Kevin Robertson, chair of Unite the union, Falkirk Council branch, says it is the first ballot he has known where people are actively looking for ballot papers.
He said: “Nobody goes on strike with pleasure. It really is the last resort. Unions do not want to see schools shut and rubbish piling up on our streets. Remember, trade union members will be affected by these too.
“This is a restricted strike ballot; so not all workers will be balloted or asked to withdraw their labour, but this is the first such vote I have been involved in where members have been actively seeking ballot papers and asking why they are not being balloted. Such is the strength of feeling amongst some sectors.”
Mr Robertson said their argument is not primarily with Falkirk Council as the union has a good working relationship with them – but “members are not happy at being offered such a paltry, and frankly, quite an insulting offer whilst other public sector workers are awarded far more.”
He said: “It is insulting to say that workers on poverty pay can always apply for benefits if their pay is so low.
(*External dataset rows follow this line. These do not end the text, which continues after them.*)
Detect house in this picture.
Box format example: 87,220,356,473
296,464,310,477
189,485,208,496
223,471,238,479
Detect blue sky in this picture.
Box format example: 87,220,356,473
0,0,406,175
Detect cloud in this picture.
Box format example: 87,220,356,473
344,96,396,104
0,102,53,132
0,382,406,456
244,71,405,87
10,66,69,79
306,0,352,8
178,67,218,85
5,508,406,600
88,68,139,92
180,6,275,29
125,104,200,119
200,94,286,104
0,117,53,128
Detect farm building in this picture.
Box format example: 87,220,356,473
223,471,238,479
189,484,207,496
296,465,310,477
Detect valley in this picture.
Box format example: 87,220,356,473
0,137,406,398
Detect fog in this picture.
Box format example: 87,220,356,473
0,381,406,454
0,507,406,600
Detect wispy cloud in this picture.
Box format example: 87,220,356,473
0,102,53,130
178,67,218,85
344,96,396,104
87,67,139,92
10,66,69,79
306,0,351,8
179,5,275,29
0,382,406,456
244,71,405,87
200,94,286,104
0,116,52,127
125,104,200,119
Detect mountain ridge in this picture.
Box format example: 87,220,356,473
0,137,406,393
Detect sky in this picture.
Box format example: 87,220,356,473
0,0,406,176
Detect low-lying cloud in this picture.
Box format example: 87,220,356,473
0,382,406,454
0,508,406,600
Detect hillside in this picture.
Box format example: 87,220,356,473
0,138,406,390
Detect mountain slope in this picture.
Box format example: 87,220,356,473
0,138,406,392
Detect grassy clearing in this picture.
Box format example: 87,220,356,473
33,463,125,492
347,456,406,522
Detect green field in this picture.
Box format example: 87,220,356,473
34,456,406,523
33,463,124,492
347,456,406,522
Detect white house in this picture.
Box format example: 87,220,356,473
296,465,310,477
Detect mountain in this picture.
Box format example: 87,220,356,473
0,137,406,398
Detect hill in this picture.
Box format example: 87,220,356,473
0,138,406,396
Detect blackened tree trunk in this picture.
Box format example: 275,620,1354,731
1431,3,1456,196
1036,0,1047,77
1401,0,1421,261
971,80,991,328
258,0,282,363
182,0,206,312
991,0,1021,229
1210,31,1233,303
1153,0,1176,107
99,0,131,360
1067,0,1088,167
It is insulting to say that those already on the lowest hourly rates should have to pay the heaviest price of recovery from covid whilst those at the top carry less of the burden.
“We ask only for a decent pay rise, especially favouring the lowest paid. We want a negotiated fair settlement. We want the Scottish Government to stop cutting funds to local councils and politicians at all levels to stand up for local workers, our communities and their services.”
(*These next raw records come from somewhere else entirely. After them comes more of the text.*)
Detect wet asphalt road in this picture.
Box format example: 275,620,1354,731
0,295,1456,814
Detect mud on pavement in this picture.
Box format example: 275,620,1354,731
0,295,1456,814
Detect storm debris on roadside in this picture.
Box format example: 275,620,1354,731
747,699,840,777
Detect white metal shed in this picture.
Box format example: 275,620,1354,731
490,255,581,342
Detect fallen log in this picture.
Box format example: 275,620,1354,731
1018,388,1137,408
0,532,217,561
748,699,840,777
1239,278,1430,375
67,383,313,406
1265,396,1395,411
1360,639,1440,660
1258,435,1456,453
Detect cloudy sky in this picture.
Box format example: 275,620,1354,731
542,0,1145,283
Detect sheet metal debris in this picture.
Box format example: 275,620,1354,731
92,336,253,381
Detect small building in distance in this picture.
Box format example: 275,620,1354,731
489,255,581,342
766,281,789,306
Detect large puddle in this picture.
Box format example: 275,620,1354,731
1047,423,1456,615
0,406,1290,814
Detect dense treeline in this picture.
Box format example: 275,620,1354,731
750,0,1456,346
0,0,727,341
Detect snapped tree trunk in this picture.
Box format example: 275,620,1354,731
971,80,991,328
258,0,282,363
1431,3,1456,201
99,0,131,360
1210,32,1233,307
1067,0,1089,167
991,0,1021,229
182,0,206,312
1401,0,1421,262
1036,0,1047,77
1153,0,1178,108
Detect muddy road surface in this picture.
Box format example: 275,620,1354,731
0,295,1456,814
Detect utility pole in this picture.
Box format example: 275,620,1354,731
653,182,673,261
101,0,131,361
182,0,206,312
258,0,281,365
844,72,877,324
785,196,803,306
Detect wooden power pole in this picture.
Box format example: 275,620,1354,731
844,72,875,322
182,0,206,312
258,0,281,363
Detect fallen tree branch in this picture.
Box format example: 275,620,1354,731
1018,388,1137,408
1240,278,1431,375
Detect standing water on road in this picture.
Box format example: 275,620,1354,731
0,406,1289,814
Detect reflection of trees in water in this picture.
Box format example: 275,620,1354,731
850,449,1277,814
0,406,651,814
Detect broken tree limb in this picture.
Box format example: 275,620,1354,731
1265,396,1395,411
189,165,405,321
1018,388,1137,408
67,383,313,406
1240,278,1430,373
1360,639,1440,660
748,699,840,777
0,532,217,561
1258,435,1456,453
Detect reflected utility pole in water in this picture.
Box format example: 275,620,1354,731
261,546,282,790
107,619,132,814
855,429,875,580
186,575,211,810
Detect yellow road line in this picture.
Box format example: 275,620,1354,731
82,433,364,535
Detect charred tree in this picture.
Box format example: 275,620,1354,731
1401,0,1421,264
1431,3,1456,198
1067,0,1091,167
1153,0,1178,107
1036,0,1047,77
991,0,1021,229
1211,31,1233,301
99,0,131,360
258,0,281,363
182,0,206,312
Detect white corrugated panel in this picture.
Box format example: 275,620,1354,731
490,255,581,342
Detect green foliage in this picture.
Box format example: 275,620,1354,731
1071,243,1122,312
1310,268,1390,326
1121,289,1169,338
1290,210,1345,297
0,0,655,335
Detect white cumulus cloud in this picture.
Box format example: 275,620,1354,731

Union members, including Falkirk branch convener Helen Welsh, took their case to COSLA, the councils’ umbrella group, where they lobbied councillors attending the meeting.
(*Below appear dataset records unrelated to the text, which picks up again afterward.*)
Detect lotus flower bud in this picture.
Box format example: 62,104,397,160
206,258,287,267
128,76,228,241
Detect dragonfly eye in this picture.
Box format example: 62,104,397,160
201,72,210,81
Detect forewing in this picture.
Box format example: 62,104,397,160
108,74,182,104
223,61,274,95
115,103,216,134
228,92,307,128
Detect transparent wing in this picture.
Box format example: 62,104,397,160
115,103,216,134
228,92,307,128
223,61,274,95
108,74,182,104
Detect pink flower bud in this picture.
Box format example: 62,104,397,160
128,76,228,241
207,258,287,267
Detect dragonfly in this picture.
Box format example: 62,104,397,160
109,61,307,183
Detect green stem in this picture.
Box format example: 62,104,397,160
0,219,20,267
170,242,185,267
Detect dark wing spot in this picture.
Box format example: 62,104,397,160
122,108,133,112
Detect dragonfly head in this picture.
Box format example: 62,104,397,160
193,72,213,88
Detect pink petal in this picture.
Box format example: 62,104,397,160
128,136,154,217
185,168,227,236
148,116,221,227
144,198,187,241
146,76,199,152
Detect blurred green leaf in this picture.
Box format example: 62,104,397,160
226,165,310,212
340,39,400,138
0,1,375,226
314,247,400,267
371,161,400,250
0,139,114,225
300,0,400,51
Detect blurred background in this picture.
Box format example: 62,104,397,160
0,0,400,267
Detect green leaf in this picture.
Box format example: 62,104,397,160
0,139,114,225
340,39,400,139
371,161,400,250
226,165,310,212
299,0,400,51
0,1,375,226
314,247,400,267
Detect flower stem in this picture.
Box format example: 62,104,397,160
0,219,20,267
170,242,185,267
But COSLA in turn has criticised the Scottish Government for not providing funds that would enable councils to give staff a better pay increase.
In a statement, it said: “COSLA is deeply disappointed that the First Minister and Cabinet Secretary for Finance have refused the request of all council leaders to engage in discussions regarding the current settlement for Local Government and its significant impact on our ongoing pay negotiations
“As the ‘Resource Spending Review’, published on May 31, shows that Local Government’s core funding for the next three years will remain static at a time when inflation and energy costs are soaring. This “flat-cash” scenario gives no scope to recognising the essential work of our staff, whose expectations, quite rightly, are being influenced by Scottish Government’s decisions in relation to other parts of the public sector.”
Ballot papers must be returned by July 26. If the ballot for industrial action is successful then strike action could begin in August at the beginning of the new school term.